From: Robert Jennings <rcj@linux.vnet.ibm.com>
To: Vlastimil Babka <vbabka@suse.cz>
Cc: linux-kernel@vger.kernel.org, linux-fsdevel@vger.kernel.org,
linux-mm@kvack.org, Alexander Viro <viro@zeniv.linux.org.uk>,
Rik van Riel <riel@redhat.com>,
Andrea Arcangeli <aarcange@redhat.com>,
Dave Hansen <dave@sr71.net>,
Matt Helsley <matt.helsley@gmail.com>,
Anthony Liguori <anthony@codemonkey.ws>,
Michael Roth <mdroth@linux.vnet.ibm.com>,
Lei Li <lilei@linux.vnet.ibm.com>,
Leonardo Garcia <lagarcia@linux.vnet.ibm.com>
Subject: Re: [PATCH 1/2] vmsplice: unmap gifted pages for recipient
Date: Thu, 17 Oct 2013 08:48:27 -0500 [thread overview]

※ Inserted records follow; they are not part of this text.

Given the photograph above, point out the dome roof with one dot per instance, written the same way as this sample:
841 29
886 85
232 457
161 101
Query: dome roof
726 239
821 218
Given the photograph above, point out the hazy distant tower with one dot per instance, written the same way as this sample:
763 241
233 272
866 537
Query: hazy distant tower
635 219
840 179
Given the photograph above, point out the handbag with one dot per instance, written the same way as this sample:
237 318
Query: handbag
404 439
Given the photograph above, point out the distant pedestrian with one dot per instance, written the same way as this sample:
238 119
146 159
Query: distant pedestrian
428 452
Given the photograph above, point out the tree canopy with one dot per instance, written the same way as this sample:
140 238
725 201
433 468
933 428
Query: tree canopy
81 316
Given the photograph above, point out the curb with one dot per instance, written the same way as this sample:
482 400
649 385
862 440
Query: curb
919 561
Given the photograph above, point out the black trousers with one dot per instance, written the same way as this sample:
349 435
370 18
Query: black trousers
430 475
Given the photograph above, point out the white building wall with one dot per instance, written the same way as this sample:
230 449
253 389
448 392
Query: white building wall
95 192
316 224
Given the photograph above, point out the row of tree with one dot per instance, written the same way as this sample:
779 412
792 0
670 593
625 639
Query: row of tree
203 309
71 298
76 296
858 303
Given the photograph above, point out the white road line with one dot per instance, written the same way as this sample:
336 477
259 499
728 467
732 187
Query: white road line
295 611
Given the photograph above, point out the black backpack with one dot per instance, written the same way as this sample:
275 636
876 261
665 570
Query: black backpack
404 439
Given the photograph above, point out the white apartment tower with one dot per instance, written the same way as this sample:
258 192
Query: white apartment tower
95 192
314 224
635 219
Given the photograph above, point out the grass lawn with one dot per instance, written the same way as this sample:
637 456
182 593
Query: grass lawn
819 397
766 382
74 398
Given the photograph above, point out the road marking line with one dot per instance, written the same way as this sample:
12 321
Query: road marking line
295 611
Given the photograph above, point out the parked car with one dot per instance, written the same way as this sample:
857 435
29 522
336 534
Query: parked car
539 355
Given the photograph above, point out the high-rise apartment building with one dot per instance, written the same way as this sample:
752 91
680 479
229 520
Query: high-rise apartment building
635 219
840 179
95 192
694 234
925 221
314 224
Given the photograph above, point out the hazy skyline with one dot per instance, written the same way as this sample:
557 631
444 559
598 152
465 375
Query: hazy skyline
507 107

Message-ID: <20131017134827.GB19741@linux.vnet.ibm.com> (raw)
In-Reply-To: <525FB9EE.3070609@suse.cz>
* Vlastimil Babka (vbabka@suse.cz) wrote:
> On 10/07/2013 10:21 PM, Robert C Jennings wrote:
> > Introduce use of the unused SPLICE_F_MOVE flag for vmsplice to zap
> > pages.
> >
> > When vmsplice is called with flags (SPLICE_F_GIFT | SPLICE_F_MOVE) the
> > writer's gift'ed pages would be zapped. This patch supports further work
> > to move vmsplice'd pages rather than copying them. That patch has the
> > restriction that the page must not be mapped by the source for the move,
> > otherwise it will fall back to copying the page.
> >
> > Signed-off-by: Matt Helsley <matt.helsley@gmail.com>
> > Signed-off-by: Robert C Jennings <rcj@linux.vnet.ibm.com>
> > ---
> > Since the RFC went out I have coalesced the zap_page_range() call to
> > operate on VMAs rather than calling this for each page. For a 256MB
> > vmsplice this reduced the write side 50% from the RFC.
> > ---
> > fs/splice.c | 51 +++++++++++++++++++++++++++++++++++++++++++++++++-
> > include/linux/splice.h | 1 +
> > 2 files changed, 51 insertions(+), 1 deletion(-)
> >
> > diff --git a/fs/splice.c b/fs/splice.c
> > index 3b7ee65..a62d61e 100644
> > --- a/fs/splice.c
> > +++ b/fs/splice.c
> > @@ -188,12 +188,17 @@ ssize_t splice_to_pipe(struct pipe_inode_info *pipe,
> > {
> > unsigned int spd_pages = spd->nr_pages;
> > int ret, do_wakeup, page_nr;
> > + struct vm_area_struct *vma;
> > + unsigned long user_start, user_end;
> >
> > ret = 0;
> > do_wakeup = 0;
> > page_nr = 0;
> > + vma = NULL;
> > + user_start = user_end = 0;
> >
> > pipe_lock(pipe);
> > + down_read(¤t->mm->mmap_sem);
>
> Seems like you could take the mmap_sem only when GIFT and MOVE is set.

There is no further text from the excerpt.